Em momentos de crise os agentes privados vão ficando cada vez mais medrosos. Param de consumir, param de gastar, ficam líquidos e tentam pagar dívidas. Esse movimento defensivo agrava ainda mais a crise pois vai jogando a economia num buraco. Enquanto os empresários não sentirem e acreditarem que voltarão a vender, que suas lojas e fábricas voltarão a ficar cheias não investem. Enquanto os consumidores não sentirem segurança de emprego e salário no futuro não compram bens. Enquanto os bancos não enxergarem perspectivas de ganho não emprestam. A economia mergulha numa espiral de crise, isso observamos agora na conjuntura brasileira.
O ideal para o Brasil seria uma expansão puxada por investimentos e exportações industriais, a la Alemanha e Leste Asiático; é bem mais saudável do que as tradicionais expansões latino-americanas em geral lideradas por ciclos de consumo das famílias baseados em expansão de credito e gastos do governo (não em infra-estrutura). Um ciclo de crescimento puxado por exportações e investimentos (FBCF) gera nova e moderna capacidade instalada e traz um saldo estrutural de dólares para o país. Ciclos de consumo de famílias e gastos do governo podem gerar dívida externa excessiva, pressão nas contas externas e pressão na inflação se não houver resposta dos investimentos.
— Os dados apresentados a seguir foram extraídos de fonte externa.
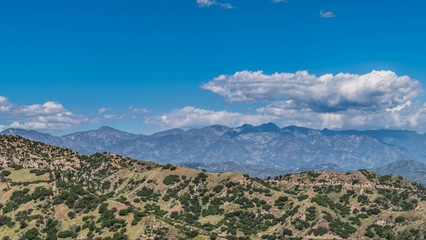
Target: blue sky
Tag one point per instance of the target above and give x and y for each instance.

Foi o que observamos no Brasil dos 2011 a 2014.

No final das contas a conexão da necessária reforma da previdência com o gasto de consumidores e empresários é muito tênue. Com desemprego elevado, dívidas, lojas e fábricas vazias nem empresários investem nem consumidores consomem. Juros baixos num ambiente de spread alto e muitas dívidas também não funcionam. Câmbio desvalorizado quase não tem força para estimular nossa pequena indústria, agora ainda mais defasada tecnologicamente. O governo não fará investimento público, a política fiscal contracionista segue firme e forte; nossas exportações, cada vez mais dependentes de commodities, não terão força para puxar o PIB. Seguiremos em estagnação.

2 thoughts on “Brasil: Se ninguém gasta o PIB afunda!”

  1. Prezado prof. Paulo o sr vê como necessários incentivos do governo para o setor de exportação e formação bruta de capital fixo ? Imagina que uma aprovação da reforma da previdência abaixo de 800 bilhões abrirá espaço para estímulos populistas do governo para a demanda agregada, famílias e campeões nacionais ? Ou seja o crescimento tipo voo de galinha é mais provável novamente?

  2. Professor,

    Concordo plenamente com a sua leitura.
    Tenho apenas algumas dúvidas.

    Na situação de estagnação atual, para estimular a demanda não seria mais fácil estimulamos o consumo das famílias, fazendo planos de refinanciamento de dívidas para os 63 milhões que estão com o nome sujo, associando com investimentos públicos em PPP’s, pensando inicialmente em obras de infraestrutura e construção civil, que empregam muito?

    Sobre as reformas, acho que a da previdência é fundamental, mas mais importante ainda seria a tributária, não acha? Você acha que seria melhor uma tributação mais progressiva?

    Por fim, uma estratégia de política industrial para aumentar a nossa participação em manufaturados e em novas tecnologias.

    Ou seja, é pedir tanto que acho que continuaremos estagnados.